Building Mise: A Voice-First Kitchen Agent with Gemini Live

At 6pm every day, millions of people open their fridge and stare into the void.

No plan. No inspiration. Just ingredients and rising hunger.

You had planned to eat healthy and save money, often this moment has you ordering a take-away, blowing your budget and your plan.

We built Mise to solve that moment.

Mise is a voice-first, vision-enabled kitchen companion that sees what ingredients you have, suggests what to cook, and closes the loop to a shopping basket, all using natural conversation.

No typing. No searching. No switching apps.

You talk. Mise listens, looks, and acts.

The Problem: Decision Paralysis in the Kitchen

Recipe apps assume you already know what you want to cook.

Supermarket sites assume you already know what you want to buy.

Neither helps when you are standing in front of your fridge after a long day at work, brain fog in your head and hunger in your belly.

Right now, millions of families are trying to stretch their budget further at every mealtime. The ingredients are there. The intention is there. What’s missing is the moment of inspiration

Mise targets the decision moment before cooking begins.

Why Gemini Live?

At Say It Now we started off building voice first experiences on Alexa and Google Assistant in 2018.

Our vision is to make it possible for every brand to be able to engage in delightful conversations with their customers.

Over the last few years enormous improvements in technology have been made, we have been waiting for Google to something like Gemini Live for us to create experiences that feel alive, not like chatting with a textbox.

Gemini Live made this possible through real-time multimodal streaming.

How We Built It Using Google AI and Google Cloud

Mise runs entirely on Google infrastructure and models.

Core AI Model

We used:

Gemini Live (gemini-live-2.5-flash native audio)

This model handles:

Real-time speech recognition
Natural voice generation
Vision processing from camera input
Multimodal reasoning
Conversational continuity

Audio and video stream continuously to the model, allowing the agent to respond without turn-taking delays.

Backend Architecture

Our backend is a lightweight real-time proxy built on Google Cloud.

Stack:

FastAPI + WebSockets
Google authentication
Vertex AI endpoint
Cloud Run deployment

The browser connects to a Cloud Run service, which streams data to the Gemini Live BidiGenerateContent endpoint.

This architecture enables true live interaction rather than request-response cycles.

The system streams audio and video bidirectionally with no buffering, allowing natural conversation flow .

Token-Driven State Machine

A major challenge with multimodal agents is keeping the UI in sync with the conversation.

We solved this with a token-based state machine.

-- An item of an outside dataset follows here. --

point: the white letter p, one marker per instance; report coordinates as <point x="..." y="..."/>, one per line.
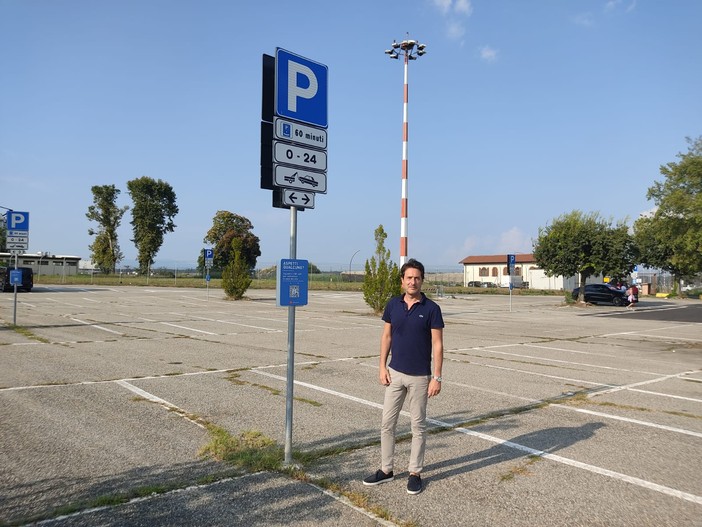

Mise outputs structured tokens that represent conversation states, for example:

SCAN — detecting ingredients
CONFIRM — verifying results
SUGGEST — proposing recipes
GAP — identifying missing items
IMPACT — summarising cost savings

The backend strips these tokens from spoken output and sends them to the frontend as UI triggers.

This allows the conversation itself to drive the interface.

Frontend Experience

The app is delivered as a Progressive Web App hosted on Firebase.

Key design principles:

Voice replaces every tap

There is no search bar or form.

The camera is the interface

Users simply point at ingredients. Vision AI handles detection.

Outputs adapt to priorities

If a user says “cheap,” price leads the recommendation.
If they say “healthy,” nutrition leads.

The goal was a single fluid conversation rather than a sequence of screens.

Example User Flow

User launches Mise
Agent asks what matters most: cost, health, or both
Camera scans ingredients
Recipes are suggested based on real items detected
Missing ingredients are identified with prices
User can add items to a shopping basket
Agent summarises savings and impact

We believe this is a valuable product for grocery stores and providers we would be delighted to talk to them about commercialisation.

Why This Matters

Voice commerce today is dominated by scripted commands like:

“Alexa, add milk to my basket.”

Mise demonstrates something different: an ambient decision engine that acts before a search begins.

Instead of reacting to a command, it helps form the intention.

This could apply far beyond cooking:

Retail decision support
Healthcare triage
Travel planning
Education
Home services

Anywhere people face complex choices in real time.

What We Learned

Multimodal agents require orchestration

Speech, vision, UI, and backend logic must move together. The model alone is not enough.

Latency determines believability

Even small delays break the illusion of conversation.

State management is critical

Without explicit control, agent interactions drift or feel inconsistent.

Iterative prototyping is essential

We evolved the system through rapid build-test cycles, starting from reference implementations and refining continuously.

What Comes Next

Mise is currently a prototype, but the architecture is designed to scale.

Because the system is configurable, it can be white-labelled for different retailers or contexts without rewriting the core agent.

The long-term vision is a universal “intent layer” between people and services.